The book that built a church |
In
this book, his first in four years, a group of disgruntled rebel
Hothrathererens arrive on earth to steal all the cheese, but are foiled when
Gouda, Emperor of Hothratherer contacts a plucky bio-cheese-chemist from South
Island called Ronnie Badgerwife via an unexplained mind-control device,
informing him that he should build a cheese ray that fires liquid Rocquefort.

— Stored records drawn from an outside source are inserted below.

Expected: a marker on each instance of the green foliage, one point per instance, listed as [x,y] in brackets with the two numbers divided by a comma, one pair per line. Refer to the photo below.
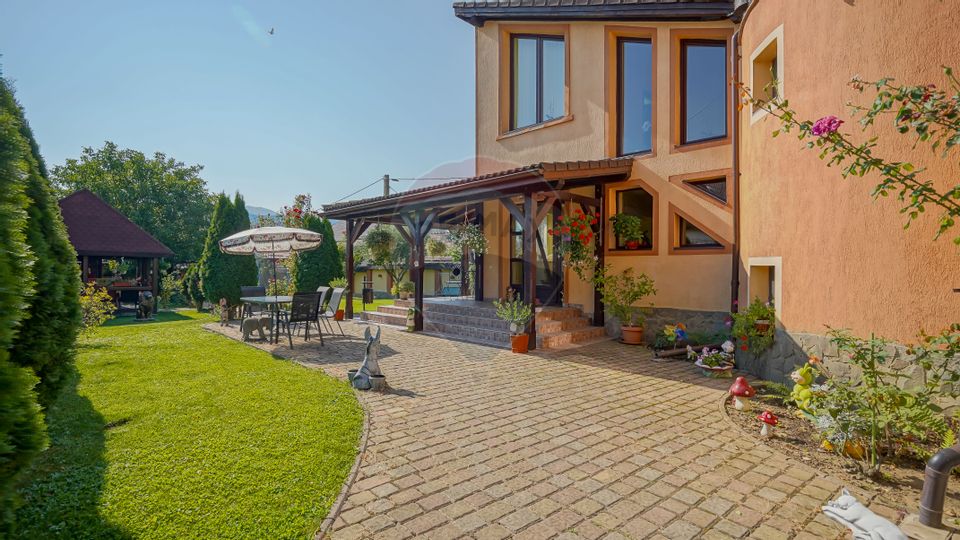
[514,311]
[317,267]
[171,422]
[96,307]
[222,275]
[388,250]
[876,411]
[166,198]
[745,326]
[621,291]
[930,114]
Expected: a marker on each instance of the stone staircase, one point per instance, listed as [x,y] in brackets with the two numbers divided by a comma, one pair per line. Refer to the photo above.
[475,322]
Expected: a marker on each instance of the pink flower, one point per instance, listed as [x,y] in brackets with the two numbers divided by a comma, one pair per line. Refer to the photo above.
[826,125]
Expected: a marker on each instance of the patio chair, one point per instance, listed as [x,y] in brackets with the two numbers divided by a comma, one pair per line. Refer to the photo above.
[249,310]
[333,305]
[303,310]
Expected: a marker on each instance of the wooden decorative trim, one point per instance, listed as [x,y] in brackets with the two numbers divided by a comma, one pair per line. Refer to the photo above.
[609,239]
[611,95]
[683,180]
[506,31]
[676,36]
[674,242]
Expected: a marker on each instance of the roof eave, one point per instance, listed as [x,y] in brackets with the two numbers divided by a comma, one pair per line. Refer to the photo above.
[698,11]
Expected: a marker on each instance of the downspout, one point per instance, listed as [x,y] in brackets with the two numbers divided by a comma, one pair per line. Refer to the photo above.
[735,177]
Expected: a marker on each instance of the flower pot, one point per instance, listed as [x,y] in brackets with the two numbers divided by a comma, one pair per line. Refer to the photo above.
[632,335]
[520,343]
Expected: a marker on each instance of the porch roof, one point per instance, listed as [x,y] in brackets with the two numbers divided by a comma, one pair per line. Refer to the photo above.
[544,176]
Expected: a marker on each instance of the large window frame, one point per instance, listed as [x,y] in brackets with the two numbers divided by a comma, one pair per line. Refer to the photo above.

Ronnie does as he is told and fires the liquid cheese at the Hothrathereren
spaceship, whereupon the rebels’ heads explode and they crash land directly on
top of the White House, completely destroying it and incinerating everyone
inside. With all the leaders of the democratic world dead, Ronnie Badgerwife is
elected the president of the New World order, where he forms a new religion
based on the teachings of Gouda, and everyone has to pray twice a day wrapped
in sheets of tin foil.
Not
wanting a repeat of the ugly scenes that followed the publication of the short
story Cheese-Men From The Moon, the
three science-fiction fan groups of North
Island patched up their
differences and a legally binding agreement was drafted up by lawyers stating
that they would all boycott the release of Cheese-Stealers
From Hothratherer. As a result of their actions the book sold no copies at
all on North Island.
On
South Island, however, the fact that Cheese-Stealers From Hothratherer was
virtually a much longer rehash of Cheese-Men
From The Moon went unnoticed and converts to Goudaism began to increase.
In
a recent interview, GBH claimed that he had been called to the summit of
Aoraki, where he received, from Gouda himself, the foundations of Goudaism in
the form of the Five Wedges of
Hothratherer, which all converts to the religion must strictly adhere to. The
Five Wedges of Hothratherer are:
1. No one other than Gouda, Emperor of Hothratherer is worthy of your worship.2. You must pray each morning and evening to Gouda, Emperor of Hothratherer, wrapped in the sacred foil of tin.3. You must respect the leader of the Late Afternoon Goudalistic Church of the Seven Hard Cheeses.4. You must give generously at every opportunity to the Late Afternoon Goudalistic Church of the Seven Hard Cheeses.5. You must not give evidence against anyone associated with Goudaism.
No
one, apart from GBH, was allowed to look at the Five Wedges of Hothratherer , because it was claimed (by GBH, of
course) that if anyone even caught a glimpse of them they would burst into
flames and burn for eternity in the Fire-Pits
of Thuth.
GBH
also claimed in another interview to have invented the game Trivial Pursuit.
After
the publication of Cheese-Stealers From
Hothratherer all traces of the already elusive Elroy Hubble disappeared
completely and he has not been heard of since.
What
happened to him? Where did he go and, more importantly, who is he?
I
intend to answer all those questions within the pages of this book.
STOP PRESS: Henry Higgins' book Elroy Hubble: Foil and Trouble was withdrawn from publication today after the author was found drowned in a vat of chicken stock. A spokesman for the Late Afternoon Goudalistic Church of the Seven Hard Cheeses refused to comment. Police suspect foul play.